Sahrulnissa and other women in her village joined 'March of AAROH' which demands co-ownership of land for women. (India, 2011)

Women and girls form the majority of those living in poverty. Achieving gender justice is a matter of basic rights and also a key means of addressing poverty


Gender inequality is the most serious and pervasive form of discrimination in the world. While this affects everyone, it is women and girls who face the most discrimination as a result of gender inequality. This is a key driver of poverty and a fundamental denial of women's rights.

Women and girls form the majority of those living in poverty. They have fewer resources, less power and less influence in decision making when compared to men. They are exposed to various forms of violence and exploitation and experience further inequality because of their ethnicity, age, race, class, marital status, sexual orientation and (dis)ability.

We believe that transforming gender and power relations, and the structures, norms and values that underpin them, is critical to ending poverty and challenging inequality. We believe that women taking control and taking collective action are the most important driver of sustained improvements in women's rights, and are a powerful force to end poverty not only for women and girls, but for others too.

Our vision and approach

Our vision for women's rights and gender justice is that many more women will gain power over their lives and no longer live in poverty, and that both men and women will challenge inequalities and benefit from less restrictive gender roles.

Our approach

  1. We take a holistic vision of women's lives and look at the multidimensional changes that need to take place to achieve gender justice, Oxfam focuses on three programme priorities: Women's Participation and Transformative Leadership; Ending Violence Against Women and Girls; and Women's Economic Empowerment. Additionally, we mainstream gender throughout all our programmes.
  2. We recognise that only by working at both individual and collective levels with formal and informal processes, institutions, beliefs and behaviours will we create truly transformative change in women's lives.
  3. Oxfam take a holistic approach to women's empowerment.

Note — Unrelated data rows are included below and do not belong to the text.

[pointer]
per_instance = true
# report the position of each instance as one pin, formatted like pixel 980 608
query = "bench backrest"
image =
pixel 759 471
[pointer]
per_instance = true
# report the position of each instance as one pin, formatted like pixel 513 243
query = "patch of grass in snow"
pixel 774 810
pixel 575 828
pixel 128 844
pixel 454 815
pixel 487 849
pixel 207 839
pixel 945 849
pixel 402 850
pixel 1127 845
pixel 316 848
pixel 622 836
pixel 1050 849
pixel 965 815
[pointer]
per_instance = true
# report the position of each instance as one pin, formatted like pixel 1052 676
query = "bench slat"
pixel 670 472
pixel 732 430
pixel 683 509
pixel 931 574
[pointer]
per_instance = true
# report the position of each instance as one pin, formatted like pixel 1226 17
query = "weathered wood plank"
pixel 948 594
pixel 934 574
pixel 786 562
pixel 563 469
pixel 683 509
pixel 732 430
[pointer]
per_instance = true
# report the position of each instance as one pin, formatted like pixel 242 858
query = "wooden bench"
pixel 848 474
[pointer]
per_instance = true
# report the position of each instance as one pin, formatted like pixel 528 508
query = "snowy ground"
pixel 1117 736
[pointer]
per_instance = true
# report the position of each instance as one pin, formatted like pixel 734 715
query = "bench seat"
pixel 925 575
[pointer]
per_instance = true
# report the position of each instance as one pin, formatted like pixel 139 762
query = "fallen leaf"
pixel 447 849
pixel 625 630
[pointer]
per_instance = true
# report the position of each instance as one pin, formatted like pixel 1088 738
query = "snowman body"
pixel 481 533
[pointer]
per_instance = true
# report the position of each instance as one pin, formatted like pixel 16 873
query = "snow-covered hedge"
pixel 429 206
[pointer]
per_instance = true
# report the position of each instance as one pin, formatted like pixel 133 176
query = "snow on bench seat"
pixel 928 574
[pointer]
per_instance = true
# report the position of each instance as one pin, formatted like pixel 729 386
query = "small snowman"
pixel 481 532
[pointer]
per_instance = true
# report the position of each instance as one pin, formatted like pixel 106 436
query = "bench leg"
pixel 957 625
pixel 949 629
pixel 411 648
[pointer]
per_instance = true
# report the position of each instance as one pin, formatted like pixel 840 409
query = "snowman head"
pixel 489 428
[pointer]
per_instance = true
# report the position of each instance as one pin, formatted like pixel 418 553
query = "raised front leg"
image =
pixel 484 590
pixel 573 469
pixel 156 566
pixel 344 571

We work across the four inter-dependent dimensions of women's personal, political, social and economic empowerment. We regard this as essential for creating lasting transformations in the structures and institutions that constrain women's enjoyment of their rights.
  4. Oxfam also recognise that we must understand and respond to the many different experiences of discrimination women face in relation to their race, ethnicity, class, age, marital status, sexuality, (dis)ability etc.
  5. Women's rights organisations play both a catalytic role in promoting women's rights and gender equality as well as advancing other critical development goals, and, as such, Oxfam works closely with women's rights organisations as partners and allies.

Programme priorities

Oxfam strongly believes that women gaining power and taking collective action are themselves the most important driver of sustained improvements in women's human rights, a powerful force to end poverty not only for themselves but for others. To achieve this we continue to put women's rights at the heart of all we do (gender mainstreaming) as well as focus on the programme priorities where we have extensive experience:

Women's Participation and Transformative Leadership
Women's Participation and Transformative Leadership is Oxfam GB's number one programme priority on Gender Justice. It aims to strengthen women's individual and collective power to end poverty and challenge inequalities, as well as promote an enabling environment for women's participation and leadership.

Violence Against Women and Girls
Eliminating Violence Against Women and Girls (VAWG) requires changes in laws and policies, as well as in individual and collective beliefs, attitudes and behaviour. The core of our work aims to transform social norms and rules which cause and sustain violence against women and girls. We also want to change VAWG prevention policy development and how it is implemented.

Women's Economic Empowerment
Oxfam's Women's Economic Empowerment (WEE) work promotes economic opportunity for women, such as greater power in markets and decent work, along with the social and political changes women require to claim their economic rights and improve their overall wellbeing.  In the process, WEE aims to change economic systems-thinking, practices, roles, and policies that systematically discriminate against women so that economic development contributes more sustainable to gender justice.

Gender Mainstreaming: Putting women's rights at the heart of all we do
As well as focusing on these three priority areas, we have reaffirmed our commitment to ensure that gender considerations and related actions are integrated into all our programmes. Additionally, Oxfam GB goes beyond traditional concepts of gender mainstreaming to integrate 'women's participation and transformative leadership' work on social norms, and unpaid care analysis more centrally into all areas of work.